木属性魔法の効果を強化する能力を有する。周りの蔦は、魔力を流すと操れる鞭となり、攻撃に使用する事ができる。


ーーー


 千里は鑑定結果を話すと、周囲の反応は微妙なものだった。

 杖ならば瑠璃が使えれば良かったのだが、木属性魔法の使い手しか使えないのであれば、これは使い道がなく買取価格もそんなに高くはなさそうだからだ。


「これは売却だな、持っていても使い道がないからな。異論はあるか?」


 東風の決定に誰も反対しない。

 この杖では戦力のアップも期待できないので、千里としても資金にした方がいいと思っていた。


 宝箱の中身は何とも言えない結果だったが、臨時収入があると思えば悪くはない。むしろ良い方だろう。


 この日は、ひたすらに採取をして終える事になる。


「お、お宝だーー!!」


 そして次の日、この探索で二つ目の宝箱を発見した。




ーーー


魔刃の回転式魔銃リボルバー


六発の魔弾を込める事のできる回転式拳銃。

魔力を込めると魔力の刃が発生する。刃の長さは調節可能で、最大長剣の長さまで伸ばすことができる。

魔刃使用中は魔弾を撃つ事は出来ない。


ーーー




 千里はベッドの上で魔刃の回転式魔銃を扱いながら、手に慣らしていく。

 回転式魔銃という名称がついているが、SF映画に出てきそうな見た目をしており、銃口から撃鉄までの間が無骨なカバーが施されている。黒を基調に銃身に黄色の線が走っており、グリップが握りやすいのはありがたい。


 そんな魔銃を回転させて握り構えると、鏡に映る自分に銃口を向けた。


「似合ってないわよ千里」


 銃を構えた自分を見てそう呟く。

 これじゃ人のこと言えないなと自嘲する。

 その様子を見ている人がいるのを気付かずに。


「何やってんだお前」


「キャー!?お兄ちゃん!勝手に入らないでよ!」


 一連の行動を見られていたのかと思うと、恥ずかしくて顔が熱くなる。

 元は食事が出来たと呼び掛けても返事がなかったので、様子を見に来たのだ。


 もう!と怒ってスリッパを投げるが、扉を閉められて床に転がる。



 昨日ダンジョンから戻り、打ち上げを行った。

 店に行く途中で田中を見つけたので、半ば強引に連れて行ったのだが、リーダーの東風と気が合うらしく陰謀論のような怪しげな話で盛り上がっていた。


 最後は東風に抱きつかれて悲惨な状態になっていたが、怒ってはいなかったので、当初のイメージと印象は良い方向に変わってきていた。

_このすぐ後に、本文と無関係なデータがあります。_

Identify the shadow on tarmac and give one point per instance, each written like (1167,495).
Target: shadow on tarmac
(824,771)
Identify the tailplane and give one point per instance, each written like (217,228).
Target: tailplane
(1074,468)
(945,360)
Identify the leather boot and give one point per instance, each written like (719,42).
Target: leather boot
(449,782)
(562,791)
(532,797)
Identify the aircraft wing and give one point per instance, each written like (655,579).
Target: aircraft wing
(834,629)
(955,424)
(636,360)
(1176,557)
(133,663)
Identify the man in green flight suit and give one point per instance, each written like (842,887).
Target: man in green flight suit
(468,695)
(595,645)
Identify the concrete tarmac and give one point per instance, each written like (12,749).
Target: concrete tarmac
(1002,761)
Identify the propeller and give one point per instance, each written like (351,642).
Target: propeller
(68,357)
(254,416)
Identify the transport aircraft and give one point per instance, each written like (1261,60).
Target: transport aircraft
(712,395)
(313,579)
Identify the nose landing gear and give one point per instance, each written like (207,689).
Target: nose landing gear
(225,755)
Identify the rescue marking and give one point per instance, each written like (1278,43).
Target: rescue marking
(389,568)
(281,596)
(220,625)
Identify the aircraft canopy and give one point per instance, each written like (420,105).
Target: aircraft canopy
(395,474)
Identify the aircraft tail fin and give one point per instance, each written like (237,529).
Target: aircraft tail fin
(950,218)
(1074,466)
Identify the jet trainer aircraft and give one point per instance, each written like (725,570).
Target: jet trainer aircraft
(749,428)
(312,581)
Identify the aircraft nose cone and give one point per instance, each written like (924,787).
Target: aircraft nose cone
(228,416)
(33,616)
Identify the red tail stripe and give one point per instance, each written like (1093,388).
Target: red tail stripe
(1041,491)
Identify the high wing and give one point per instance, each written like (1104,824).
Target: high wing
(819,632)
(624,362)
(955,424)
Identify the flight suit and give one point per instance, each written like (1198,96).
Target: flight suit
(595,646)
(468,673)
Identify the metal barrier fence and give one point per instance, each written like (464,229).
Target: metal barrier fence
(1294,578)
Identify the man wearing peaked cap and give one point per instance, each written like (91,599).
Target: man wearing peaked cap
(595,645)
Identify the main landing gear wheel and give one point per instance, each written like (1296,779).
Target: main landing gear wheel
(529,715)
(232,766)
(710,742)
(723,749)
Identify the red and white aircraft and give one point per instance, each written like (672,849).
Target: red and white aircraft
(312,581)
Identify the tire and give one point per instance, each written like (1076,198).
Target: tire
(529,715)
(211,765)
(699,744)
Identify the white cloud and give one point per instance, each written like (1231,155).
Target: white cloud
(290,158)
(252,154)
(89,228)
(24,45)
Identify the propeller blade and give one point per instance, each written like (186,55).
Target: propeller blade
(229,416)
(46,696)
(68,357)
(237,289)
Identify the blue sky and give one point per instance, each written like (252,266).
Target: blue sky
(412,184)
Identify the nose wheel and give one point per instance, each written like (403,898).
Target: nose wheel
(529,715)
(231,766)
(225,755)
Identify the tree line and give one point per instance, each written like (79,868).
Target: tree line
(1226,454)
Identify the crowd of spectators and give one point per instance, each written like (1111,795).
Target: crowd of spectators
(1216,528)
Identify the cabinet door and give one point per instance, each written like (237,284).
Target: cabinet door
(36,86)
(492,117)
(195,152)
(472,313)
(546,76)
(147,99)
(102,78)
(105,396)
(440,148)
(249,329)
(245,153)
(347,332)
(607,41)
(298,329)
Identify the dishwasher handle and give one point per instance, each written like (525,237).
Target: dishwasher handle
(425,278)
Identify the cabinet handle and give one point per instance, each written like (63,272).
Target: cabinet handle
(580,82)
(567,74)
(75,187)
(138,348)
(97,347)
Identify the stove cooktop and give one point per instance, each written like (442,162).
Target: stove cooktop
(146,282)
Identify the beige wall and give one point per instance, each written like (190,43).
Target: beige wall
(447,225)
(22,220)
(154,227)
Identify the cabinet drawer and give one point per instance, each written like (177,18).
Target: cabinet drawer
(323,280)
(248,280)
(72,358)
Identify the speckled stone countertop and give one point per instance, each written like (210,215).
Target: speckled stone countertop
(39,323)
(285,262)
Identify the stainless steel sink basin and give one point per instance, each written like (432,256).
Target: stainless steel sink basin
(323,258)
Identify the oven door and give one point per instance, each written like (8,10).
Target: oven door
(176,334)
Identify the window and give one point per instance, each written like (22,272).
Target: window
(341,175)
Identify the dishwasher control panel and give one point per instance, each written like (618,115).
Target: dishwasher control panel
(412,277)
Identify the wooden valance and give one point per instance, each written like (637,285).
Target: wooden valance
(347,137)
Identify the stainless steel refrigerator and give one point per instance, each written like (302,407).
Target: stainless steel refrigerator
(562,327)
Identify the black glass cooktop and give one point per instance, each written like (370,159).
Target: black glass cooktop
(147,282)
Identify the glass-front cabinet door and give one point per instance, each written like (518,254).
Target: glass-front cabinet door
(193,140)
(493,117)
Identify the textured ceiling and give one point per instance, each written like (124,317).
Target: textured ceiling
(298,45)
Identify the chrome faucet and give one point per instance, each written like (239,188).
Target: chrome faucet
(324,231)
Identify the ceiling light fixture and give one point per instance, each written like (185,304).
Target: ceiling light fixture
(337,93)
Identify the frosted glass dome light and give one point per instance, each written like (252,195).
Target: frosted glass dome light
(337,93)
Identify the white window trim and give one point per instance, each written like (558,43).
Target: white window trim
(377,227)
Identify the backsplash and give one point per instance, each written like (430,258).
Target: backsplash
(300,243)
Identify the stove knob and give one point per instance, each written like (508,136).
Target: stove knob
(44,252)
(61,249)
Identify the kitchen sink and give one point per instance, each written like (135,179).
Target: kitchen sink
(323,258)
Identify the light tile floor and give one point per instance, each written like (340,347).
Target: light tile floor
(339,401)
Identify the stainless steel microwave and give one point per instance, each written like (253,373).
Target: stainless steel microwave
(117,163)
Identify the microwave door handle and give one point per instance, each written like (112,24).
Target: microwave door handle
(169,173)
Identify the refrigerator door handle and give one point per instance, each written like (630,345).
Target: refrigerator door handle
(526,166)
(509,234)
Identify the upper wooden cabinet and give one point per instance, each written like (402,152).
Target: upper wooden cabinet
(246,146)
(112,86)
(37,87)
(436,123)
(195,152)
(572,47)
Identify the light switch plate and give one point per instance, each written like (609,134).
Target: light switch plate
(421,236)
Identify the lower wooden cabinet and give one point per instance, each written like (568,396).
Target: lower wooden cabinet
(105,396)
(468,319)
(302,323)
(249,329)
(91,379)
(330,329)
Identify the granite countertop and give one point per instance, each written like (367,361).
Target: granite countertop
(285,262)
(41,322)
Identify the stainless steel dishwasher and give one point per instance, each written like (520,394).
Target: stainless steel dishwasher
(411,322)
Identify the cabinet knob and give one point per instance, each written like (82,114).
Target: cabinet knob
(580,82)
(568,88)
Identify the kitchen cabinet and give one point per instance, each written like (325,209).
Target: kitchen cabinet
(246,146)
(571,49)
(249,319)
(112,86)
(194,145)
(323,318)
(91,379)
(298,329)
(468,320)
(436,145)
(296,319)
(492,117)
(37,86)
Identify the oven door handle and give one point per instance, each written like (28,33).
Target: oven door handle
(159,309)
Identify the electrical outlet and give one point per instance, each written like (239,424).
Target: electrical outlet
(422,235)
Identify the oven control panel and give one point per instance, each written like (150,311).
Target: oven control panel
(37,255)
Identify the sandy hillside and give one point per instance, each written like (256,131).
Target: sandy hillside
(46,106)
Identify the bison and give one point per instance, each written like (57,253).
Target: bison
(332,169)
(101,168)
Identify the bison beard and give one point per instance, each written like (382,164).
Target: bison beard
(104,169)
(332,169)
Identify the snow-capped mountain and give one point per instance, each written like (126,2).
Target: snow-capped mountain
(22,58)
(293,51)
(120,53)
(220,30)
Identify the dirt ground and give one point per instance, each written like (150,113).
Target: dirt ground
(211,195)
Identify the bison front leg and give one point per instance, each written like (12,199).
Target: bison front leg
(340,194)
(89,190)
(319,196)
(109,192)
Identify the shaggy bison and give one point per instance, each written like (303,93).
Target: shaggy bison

 そんな昨日の事を思い出していると、美桜からメッセージが入る。内容は、今日会えないかというもので、あちらは麻由里や咲も一緒のようだ。


 いいよと返信すると、昼から会おうという返事がきた。




 朝食を終えると、なんだか散歩がしたくなって早めに家を出る。美桜達との待ち合わせ場所はダンジョン近くの駅なので、のんびり行こうと家を出た。


 昨日までの探索で得た収益は、過去最高のものになった。

 大量に採取した薬草類とトレントのランダム果実、そして宝箱から出た樹精霊の杖、その全てを合わせるとパーティ資産が倍近くにまで膨れ上がった。

 その代わり探索は進まなかったので、千里としては不満を抱いたが、最後に千里自身の専用武器と呼べる魔銃を手にできたので良しとしよう。


 これがあれば、戦いで足手まといにならない。

 自身の戦力アップにグッと力が入る。

 パーティメンバーの装備品を見つけては購入していたが、自分の魔銃だけは見つける事は出来なかった。

 使い手が少なく需要がないのもあるが、威力の高いスナイパーライフル型の魔銃は警察や自衛隊のみに使用が許可されているので、市場に出回らないのだ。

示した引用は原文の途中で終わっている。